Abstract
Ewing’s sarcoma/primitive neuroectodermal tumors are high-grade small round blue cell tumors traditionally found in children and adolescents.These tumors primarily affect the bone and soft tissue, with extraskeletal sites rarely being affected. The clinical presentation and imaging findings are non-specific and are not characteristic. The diagnosis is essentially based on the histopathologic findings assisted by immunohistochemistry and/or cytogenetic molecular studies. Proper diagnoses and timely management of this tumor are essential owing to the aggressive nature and poor prognosis of the disease.

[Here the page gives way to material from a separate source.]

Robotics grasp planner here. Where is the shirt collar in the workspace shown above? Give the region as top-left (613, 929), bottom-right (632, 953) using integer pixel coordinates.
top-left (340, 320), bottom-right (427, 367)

Keywords: primitive neuroectodermal tumors, ewing sarcoma (es), immunohistochemistry, adult, renal
Introduction
Ewing’s sarcoma (ES)/primitive neuroectodermal tumor (PNETs) are high-grade small round blue cell tumors typically found in children and adolescents [1]. The most common site of primary disease is bone, though extraskeletal primary sites are known to occur and can affect the skin, soft tissue, or viscera. Primary renal presentation is outstandingly rare, and confusion with other common primary small round cell tumors of childhood such as Wilm’s tumor and neuroblastoma is not uncommon. One must also rule out other small round cell tumors such as lymphoma, monophasic synovial sarcoma, and desmoplastic small round cell tumor presenting in the adult population, which often leads to delay in diagnosis and misdiagnosis [2]. ES of primary renal origin is exceedingly rare and is associated with a poor prognosis and a high propensity for metastasis [3].
Case presentation
A 45-year-old man presented with left upper abdominal swelling since one year, and he subsequently noticed swelling of his left lower limb on standing. There was no other significant medical history. On physical examination, a large and hard lump was felt on the left hypochondrium and left lumbar region. The lump was bimanually palpable with no extension across the midline. All the routine blood investigations including serum creatinine were normal. Urine analysis was normal. A contrast-enhanced computed tomography (CECT) scan showed a large, solid cystic, lobulated mass (26.0 x 16cm) with perilesional streakiness arising from the left kidney with compression of surrounding structures, suggestive of malignancy (Figure 1). The patient underwent radical left nephrectomy.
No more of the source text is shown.